Apr 12th, 2009 6:48:23 pm - Subscribe
|around passover each year i experience a bout of homesickness that is unique from most pangs for my family i have at other times. passover has never been an idyllic time in my family, as most important holidays have frequently, to my memory, erupted in huge fights between elder generations of siblings that never seemed to be able to get along - neither as children, nor as adults. in more recent years, passover has evolved into something a bit more intimate, and the numbers of angry people have been pared down. my mother leads the seder, as she did in practice in the past, and is the only one that truly remembers the 'order,' as well as most of the songs. as the only other member of my nuclear family that knows the language (albeit with a great deal of rust), i struggle to keep up with her, read explanations and blessings in the hebrew. my mother remembers all the songs, and the rest of us remember the tunes and hum along the parts in which we cant remember the words.

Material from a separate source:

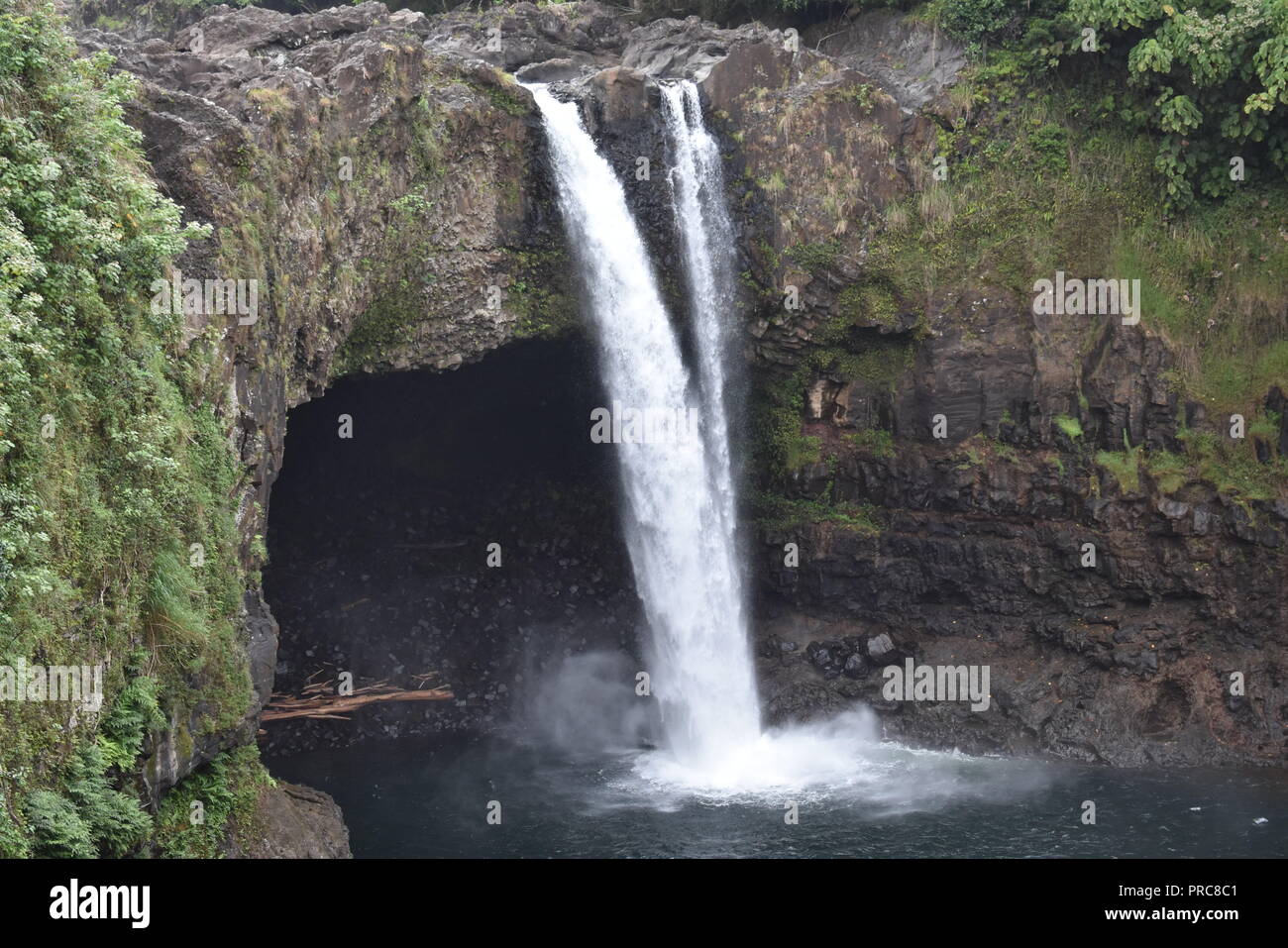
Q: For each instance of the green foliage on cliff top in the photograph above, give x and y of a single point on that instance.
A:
(227, 791)
(108, 471)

i havent been home for passover in at least two years - since i moved to the US. my first year in toronto i think i might have gone home, but i don't think i did for my second year. i think im pretty used to not being home for this holiday, but it doesnt make it any easier to not participate in my family seders, or to suffer from consuming 'the bread of our affliction' with my siblings and parents. some of us are fortunate to fashion new 'families' where we go, and i feel lucky to have found myself a new family here with whom i can suffer ... and of course, rejoice. but my mother's seder seems to me to remain the benchmark for most passover experiences ive had afterward. i wonder where i will be next year for passover.
Apr 5th, 2009 4:30:49 pm - Subscribe
|all my little words (the magnetic fields) is perhaps one of the most beautiful songs i have ever heard.|
Apr 4th, 2009 5:22:27 pm - Subscribe
|stealing neighbourhood internet until i get mine fixed on tuesday.

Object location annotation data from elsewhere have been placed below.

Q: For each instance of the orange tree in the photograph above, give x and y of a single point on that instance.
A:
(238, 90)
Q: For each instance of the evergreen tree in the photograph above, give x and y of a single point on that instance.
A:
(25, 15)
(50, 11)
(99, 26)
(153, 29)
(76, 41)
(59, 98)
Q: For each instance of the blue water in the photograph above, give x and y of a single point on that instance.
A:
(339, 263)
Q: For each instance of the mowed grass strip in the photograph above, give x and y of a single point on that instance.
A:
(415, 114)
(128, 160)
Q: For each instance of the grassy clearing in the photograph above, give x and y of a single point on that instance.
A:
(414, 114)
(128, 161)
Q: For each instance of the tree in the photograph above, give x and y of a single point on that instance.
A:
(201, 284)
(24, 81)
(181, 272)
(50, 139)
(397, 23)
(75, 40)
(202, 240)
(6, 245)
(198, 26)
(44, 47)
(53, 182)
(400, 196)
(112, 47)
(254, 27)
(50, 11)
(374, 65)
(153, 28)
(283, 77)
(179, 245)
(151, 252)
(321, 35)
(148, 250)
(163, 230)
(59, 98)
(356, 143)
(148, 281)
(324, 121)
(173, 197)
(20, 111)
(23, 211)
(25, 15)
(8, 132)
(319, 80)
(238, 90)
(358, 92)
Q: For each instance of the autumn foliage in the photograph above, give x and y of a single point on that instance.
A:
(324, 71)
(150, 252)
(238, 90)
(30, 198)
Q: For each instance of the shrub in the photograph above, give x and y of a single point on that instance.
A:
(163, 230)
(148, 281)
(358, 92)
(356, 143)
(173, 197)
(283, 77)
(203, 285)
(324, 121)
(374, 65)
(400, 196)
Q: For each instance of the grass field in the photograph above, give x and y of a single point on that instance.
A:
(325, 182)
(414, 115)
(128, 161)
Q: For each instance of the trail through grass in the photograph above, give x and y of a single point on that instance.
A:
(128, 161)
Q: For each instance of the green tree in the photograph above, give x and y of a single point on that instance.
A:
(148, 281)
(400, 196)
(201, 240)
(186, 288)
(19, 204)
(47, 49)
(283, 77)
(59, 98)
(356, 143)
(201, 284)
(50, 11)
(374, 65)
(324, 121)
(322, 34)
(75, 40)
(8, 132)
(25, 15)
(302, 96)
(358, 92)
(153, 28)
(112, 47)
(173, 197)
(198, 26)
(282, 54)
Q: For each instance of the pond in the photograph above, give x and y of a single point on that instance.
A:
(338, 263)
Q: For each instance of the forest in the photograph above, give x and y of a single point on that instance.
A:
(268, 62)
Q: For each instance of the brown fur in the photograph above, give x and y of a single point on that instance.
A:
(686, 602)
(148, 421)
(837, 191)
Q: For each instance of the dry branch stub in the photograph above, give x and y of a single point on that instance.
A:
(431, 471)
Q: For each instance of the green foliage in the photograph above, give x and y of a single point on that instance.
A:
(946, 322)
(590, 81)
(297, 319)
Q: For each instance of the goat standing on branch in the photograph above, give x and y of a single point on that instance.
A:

spent 11 hours in front of a microfilm machine today. feels strange to be in my apartment again, with real air flow from open windows. i really think the library wouldnt be quite so horrid if there were open windows on each floor. instead, i end up taking quick breaks out doors to get fresh air, and coming back inside to the library feels like entering a stuffy womb of sorts. it just sucks the energy out of me everytime i spend time there. unfortunately there is no substitute for the library when it comes to microfilm.

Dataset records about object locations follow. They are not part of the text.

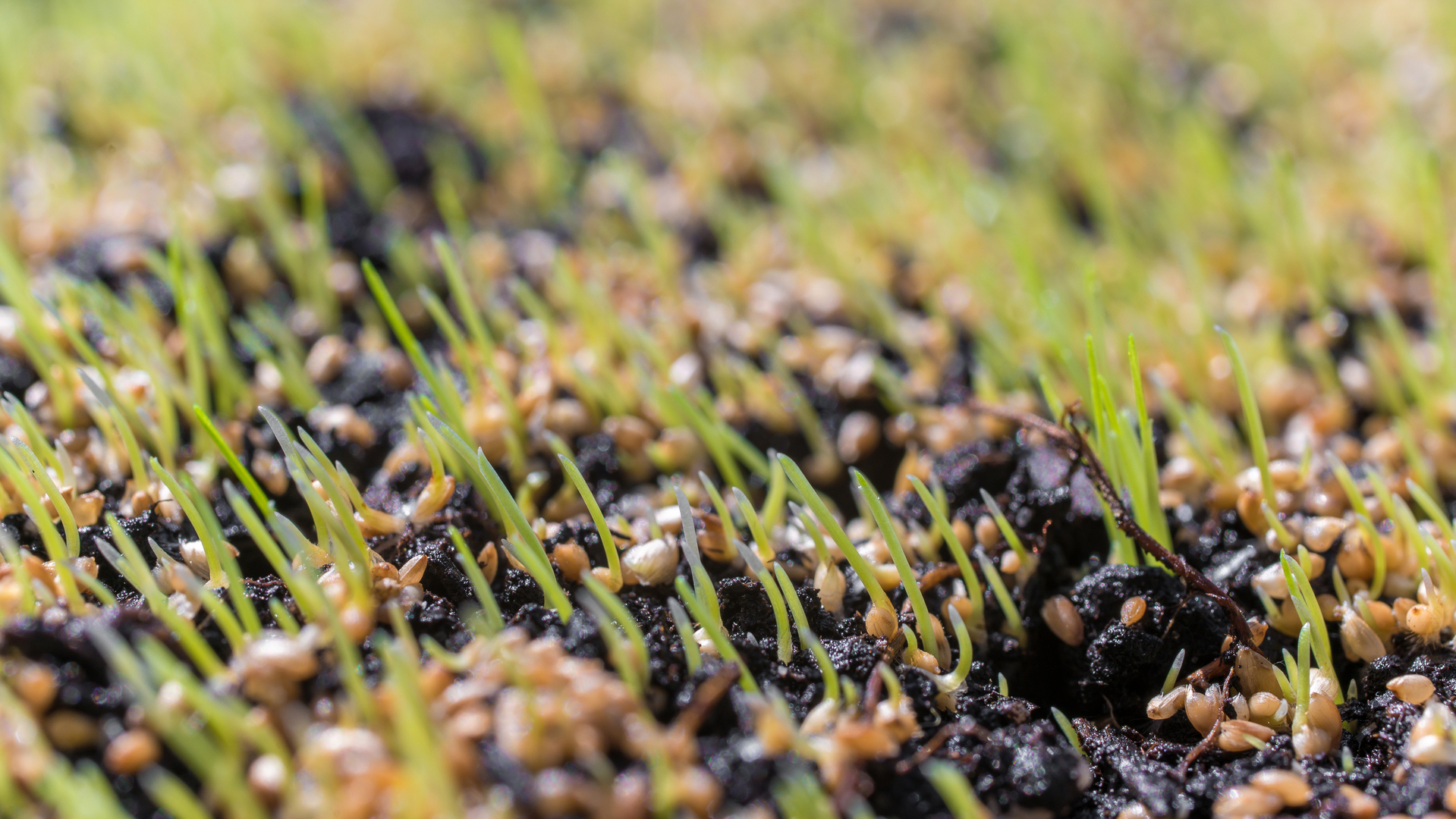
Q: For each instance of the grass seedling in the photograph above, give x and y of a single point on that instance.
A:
(912, 584)
(533, 554)
(1172, 673)
(128, 438)
(952, 681)
(618, 649)
(1253, 424)
(1362, 511)
(491, 617)
(305, 592)
(781, 616)
(800, 796)
(717, 635)
(54, 548)
(619, 613)
(702, 582)
(1308, 607)
(836, 533)
(133, 566)
(791, 595)
(760, 537)
(955, 790)
(1400, 514)
(1432, 508)
(215, 579)
(63, 510)
(415, 733)
(442, 388)
(1281, 534)
(1297, 674)
(255, 491)
(730, 530)
(973, 585)
(1012, 538)
(1068, 730)
(1008, 605)
(609, 541)
(684, 630)
(773, 502)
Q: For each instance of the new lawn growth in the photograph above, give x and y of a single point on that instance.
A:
(912, 584)
(836, 533)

i had a fantastic research day today that made me feel wonderful for two main reasons:
a) my success was based on a historical 'hunch' that i investigated further.
b) despite not having the two years of journal film that i had banked on investigating (THANK YOU, library), i found everything i wanted to find on the following year's roll.
a third and larger reason i feel fabulous about my progress today is the simple fact that prior to this weekend, i had felt rather lukewarm about the direction of this project. a short progress meeting this week sort of perked me up again, but good research days still seemed to me to be few and far between. today was one of the few, so far, but it certainly was enough to rouse my inner historienne once again.
last night i plumb 'forgot' i have this plate piled high. i went out and locked my work up and pretended it didnt exist. in fact, it did exist. it was packed up in a knapsack, ready to go for the morning. but much like i did in toronto, i managed to fool myself pretty well into enjoying myself with almost no thought of *everything* i have to do, and *everything* i am thinking about practically *every day.* in toronto, i left my work in the upper annex and ran away to places like kensington market, where music was playing loudly and i didnt have to explain *it* all, or even think about *it.*
here, it often seems there is no where to run from the work. but last night i ran really far, and it did me well. i came back to the nineteenth century with fresh eyes. in the morning i showered, made a quick coffee, and slung the work over my shoulder. i spent the day thinking about *it,* making *it* happen.
its days like today that make all the hoop jumping worthwhile.